Diehl isn’t concern about moving to the right side. Throughout his 10-year career with New York, he has started at every position on the offensive line other than center. It’s just a matter of practicing.
He is more concerned with re-establishing the running game, which was tops in the league when the Giants won the Super Bowl after the 2007 season.
“That’s a huge thing for us is to get the run game back going, get it back to the top of the league because that’s a standard that we set around here,” Diehl said. “It’s important to an offense, especially with the weapons we have. If we can get that balance together, there is no telling how good our offense can be.”
In its defense, the offensive line was beset with injuries last season.

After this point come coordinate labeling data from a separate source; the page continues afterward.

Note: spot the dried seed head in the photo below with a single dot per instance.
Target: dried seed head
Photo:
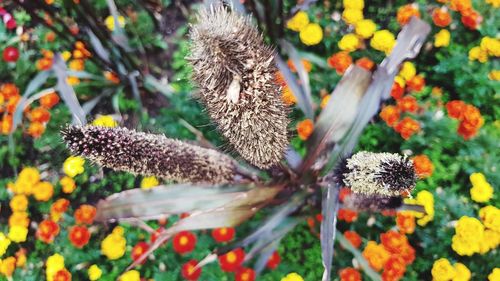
(148, 154)
(385, 174)
(235, 73)
(372, 203)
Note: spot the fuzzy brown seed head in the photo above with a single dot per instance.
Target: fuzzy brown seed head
(235, 73)
(149, 154)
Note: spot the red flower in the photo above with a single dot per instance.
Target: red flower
(62, 275)
(189, 273)
(245, 274)
(184, 242)
(347, 215)
(349, 274)
(232, 260)
(79, 236)
(274, 260)
(85, 214)
(224, 234)
(47, 231)
(10, 54)
(353, 237)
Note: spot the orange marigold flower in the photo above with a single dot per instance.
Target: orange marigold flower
(188, 271)
(416, 84)
(340, 61)
(406, 12)
(47, 231)
(349, 274)
(79, 236)
(405, 222)
(347, 215)
(423, 166)
(407, 127)
(365, 63)
(441, 17)
(471, 19)
(274, 260)
(245, 274)
(139, 249)
(455, 108)
(376, 255)
(305, 129)
(390, 114)
(62, 275)
(223, 234)
(353, 237)
(49, 100)
(232, 260)
(184, 242)
(85, 214)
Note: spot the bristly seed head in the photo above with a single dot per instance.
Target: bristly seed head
(384, 174)
(235, 72)
(148, 154)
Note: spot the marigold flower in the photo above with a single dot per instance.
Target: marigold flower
(232, 260)
(85, 214)
(376, 255)
(47, 231)
(188, 271)
(442, 38)
(365, 28)
(353, 237)
(311, 34)
(407, 127)
(224, 234)
(349, 274)
(442, 270)
(274, 260)
(340, 61)
(299, 21)
(441, 17)
(184, 242)
(94, 272)
(352, 16)
(349, 42)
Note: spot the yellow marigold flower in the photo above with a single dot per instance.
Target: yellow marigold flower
(311, 34)
(131, 275)
(442, 38)
(7, 266)
(462, 272)
(18, 233)
(43, 191)
(149, 182)
(352, 16)
(113, 246)
(73, 166)
(19, 203)
(383, 40)
(442, 270)
(94, 272)
(292, 277)
(29, 175)
(4, 243)
(494, 275)
(68, 184)
(490, 216)
(111, 24)
(354, 4)
(298, 21)
(365, 28)
(408, 71)
(349, 42)
(105, 121)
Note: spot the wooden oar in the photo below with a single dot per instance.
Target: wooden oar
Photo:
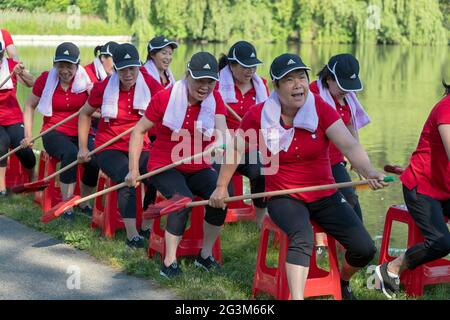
(42, 184)
(178, 202)
(59, 209)
(6, 80)
(41, 134)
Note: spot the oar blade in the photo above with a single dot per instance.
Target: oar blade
(30, 187)
(177, 202)
(59, 209)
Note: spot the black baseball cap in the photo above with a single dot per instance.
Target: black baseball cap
(203, 65)
(244, 53)
(160, 42)
(126, 55)
(284, 64)
(108, 48)
(345, 69)
(68, 52)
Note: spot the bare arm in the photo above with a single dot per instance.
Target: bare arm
(444, 131)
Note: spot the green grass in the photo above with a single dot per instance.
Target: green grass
(239, 243)
(42, 23)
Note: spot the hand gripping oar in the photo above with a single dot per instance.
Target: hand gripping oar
(59, 209)
(178, 202)
(42, 134)
(394, 169)
(42, 184)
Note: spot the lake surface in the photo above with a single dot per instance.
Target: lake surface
(401, 86)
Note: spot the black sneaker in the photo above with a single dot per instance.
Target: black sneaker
(145, 233)
(209, 264)
(347, 292)
(171, 271)
(136, 243)
(389, 285)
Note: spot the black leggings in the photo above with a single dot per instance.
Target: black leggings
(114, 163)
(251, 168)
(10, 137)
(65, 148)
(340, 174)
(334, 215)
(201, 183)
(428, 214)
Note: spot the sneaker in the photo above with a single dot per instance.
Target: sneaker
(136, 243)
(347, 292)
(209, 264)
(389, 285)
(171, 271)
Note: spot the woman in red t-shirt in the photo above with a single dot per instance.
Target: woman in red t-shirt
(122, 98)
(337, 83)
(241, 88)
(11, 119)
(426, 190)
(58, 94)
(296, 126)
(190, 110)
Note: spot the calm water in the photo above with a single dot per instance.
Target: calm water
(401, 85)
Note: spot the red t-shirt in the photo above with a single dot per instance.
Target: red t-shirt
(245, 102)
(344, 111)
(7, 39)
(127, 117)
(64, 104)
(162, 147)
(306, 163)
(429, 167)
(10, 112)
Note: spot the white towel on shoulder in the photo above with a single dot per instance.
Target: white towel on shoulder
(226, 87)
(4, 73)
(110, 103)
(360, 118)
(81, 83)
(153, 71)
(177, 107)
(275, 136)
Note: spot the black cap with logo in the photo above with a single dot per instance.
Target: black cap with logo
(160, 42)
(243, 53)
(126, 55)
(203, 65)
(345, 69)
(67, 52)
(284, 64)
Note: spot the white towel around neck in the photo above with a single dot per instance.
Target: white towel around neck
(81, 83)
(360, 118)
(177, 107)
(4, 73)
(275, 136)
(226, 87)
(110, 103)
(100, 71)
(153, 71)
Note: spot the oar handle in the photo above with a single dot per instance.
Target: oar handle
(148, 174)
(289, 191)
(74, 163)
(42, 133)
(233, 113)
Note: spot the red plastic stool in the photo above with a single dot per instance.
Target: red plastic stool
(239, 210)
(15, 172)
(273, 280)
(51, 195)
(105, 213)
(191, 242)
(433, 272)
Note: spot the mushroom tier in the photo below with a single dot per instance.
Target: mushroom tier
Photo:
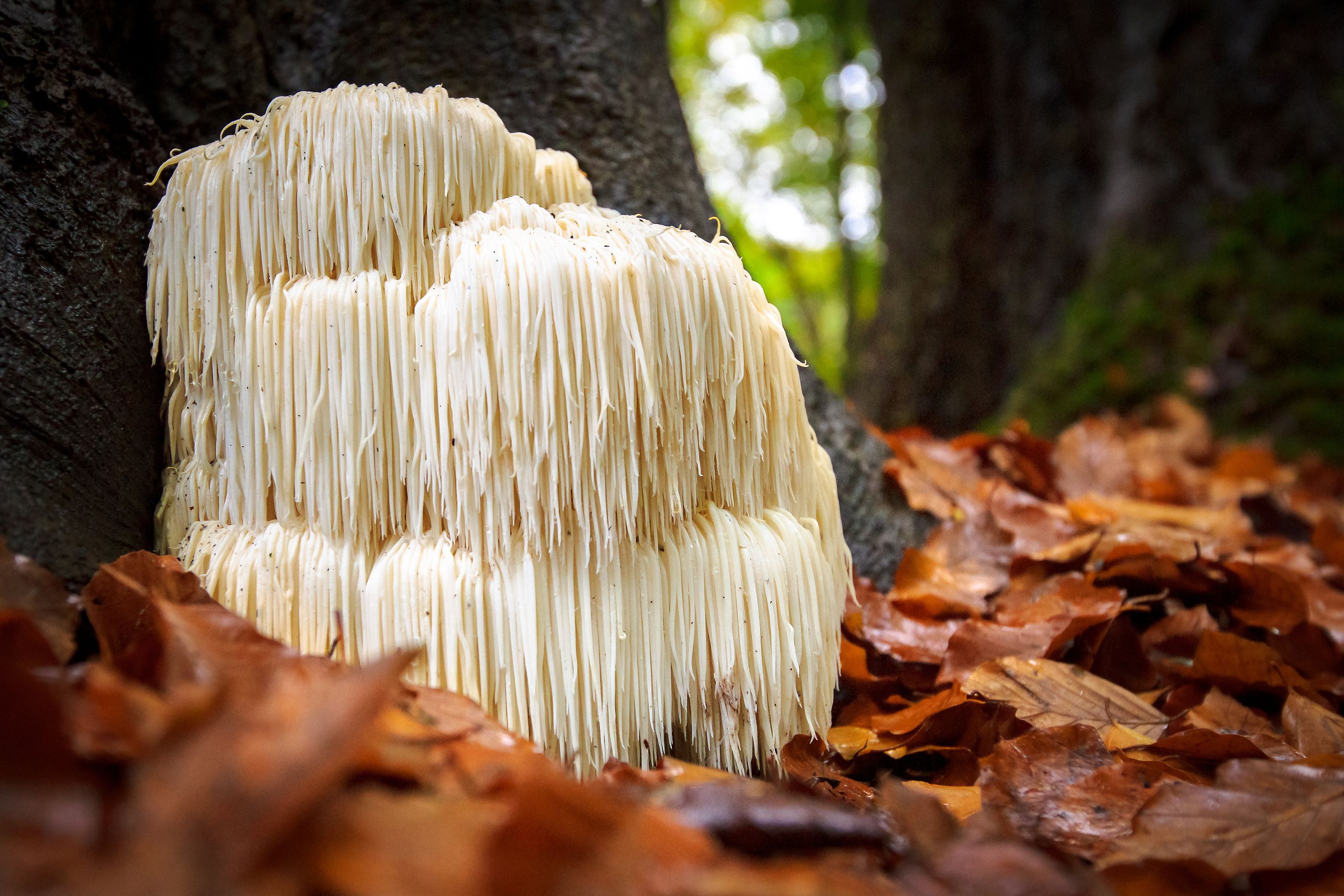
(565, 451)
(720, 643)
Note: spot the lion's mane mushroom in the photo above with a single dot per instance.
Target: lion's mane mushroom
(421, 384)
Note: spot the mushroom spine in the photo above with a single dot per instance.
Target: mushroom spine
(421, 384)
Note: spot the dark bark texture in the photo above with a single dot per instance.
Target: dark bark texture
(1022, 137)
(80, 433)
(98, 93)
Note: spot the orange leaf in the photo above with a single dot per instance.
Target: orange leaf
(1049, 693)
(1312, 729)
(1259, 816)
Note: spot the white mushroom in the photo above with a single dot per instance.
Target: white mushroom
(565, 451)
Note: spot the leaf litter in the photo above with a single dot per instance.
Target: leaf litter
(1115, 667)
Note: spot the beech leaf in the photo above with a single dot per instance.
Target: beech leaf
(1260, 814)
(1049, 693)
(1312, 729)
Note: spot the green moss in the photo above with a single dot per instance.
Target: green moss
(1253, 331)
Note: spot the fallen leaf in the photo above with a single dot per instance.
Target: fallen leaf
(1049, 693)
(763, 820)
(959, 567)
(1069, 596)
(1237, 665)
(979, 641)
(1178, 634)
(804, 761)
(1035, 526)
(1248, 463)
(1220, 712)
(1209, 746)
(851, 741)
(963, 802)
(26, 587)
(937, 478)
(1311, 729)
(1271, 597)
(1225, 523)
(913, 717)
(1326, 879)
(1259, 816)
(903, 636)
(1328, 538)
(1091, 457)
(1156, 878)
(1061, 788)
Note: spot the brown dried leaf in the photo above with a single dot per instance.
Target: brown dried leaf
(1209, 746)
(913, 717)
(961, 565)
(1091, 457)
(852, 741)
(1179, 633)
(1326, 879)
(1271, 597)
(1312, 729)
(758, 819)
(979, 641)
(1049, 693)
(1220, 712)
(1069, 596)
(905, 636)
(26, 587)
(805, 762)
(1237, 665)
(1259, 816)
(120, 601)
(1328, 538)
(963, 802)
(1035, 526)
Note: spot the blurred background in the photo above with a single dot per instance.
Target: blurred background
(983, 210)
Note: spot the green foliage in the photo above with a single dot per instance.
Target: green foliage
(1253, 331)
(785, 137)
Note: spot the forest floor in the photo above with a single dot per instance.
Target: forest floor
(1115, 667)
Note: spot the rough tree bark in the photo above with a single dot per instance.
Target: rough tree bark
(585, 76)
(80, 433)
(1022, 137)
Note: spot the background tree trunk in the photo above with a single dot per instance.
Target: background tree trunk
(584, 76)
(1022, 137)
(80, 431)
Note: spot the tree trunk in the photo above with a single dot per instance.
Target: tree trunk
(584, 76)
(80, 431)
(1022, 137)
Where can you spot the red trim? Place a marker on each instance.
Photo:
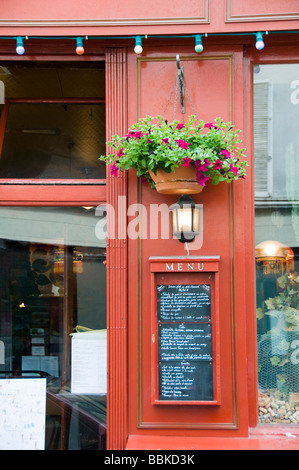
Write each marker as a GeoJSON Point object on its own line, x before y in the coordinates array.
{"type": "Point", "coordinates": [208, 266]}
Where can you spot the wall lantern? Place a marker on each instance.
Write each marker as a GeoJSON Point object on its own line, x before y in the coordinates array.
{"type": "Point", "coordinates": [185, 216]}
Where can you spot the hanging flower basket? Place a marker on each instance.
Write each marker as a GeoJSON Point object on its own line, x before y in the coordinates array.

New center David Baas was bothered by a neck injury early in the season. Beatty tweaked his back before suffering a detached retina in a game against the Eagles. Diehl played the last two months of the season with a broken hand, while right guard Chris Snee struggled at time and was forced to have minor elbow surgery after last season.
“You can say there are guys moving around and different things like that, but you never make any excuses for anything,” Diehl said. “I know as a group we are making a collective effort to make it (the running game) a strength. Like I said, the guys we have in our huddle and the guys we have outside, the guy we have at quarterback, if we get the running game back, our offense is definitely going to be one of the top in the league.”
The running game should also benefit with the addition of rookie David Wilson, the Virginia Tech product who has big-play potential every time he touches the ball.
“His speed is just tremendous,” Bradshaw said. “He can open up a whole lot of things for our whole offense — outside, inside. He’s an all-around back, a quality back. I think he can execute everything.”
The problem will be getting the running game going in time for the start of the season Sept. 5 against Dallas. Coughlin said in the old days, he could concentrate a long portion of practice to working on the running game and cover other things in the afternoon workout.
However, two-a-day workouts are a thing of the past under the new collective bargaining agreement.
“We didn’t rush the ball well,” Coughlin said. “We’ve got to get that straightened out. We have our work cut out for us. No doubt there.”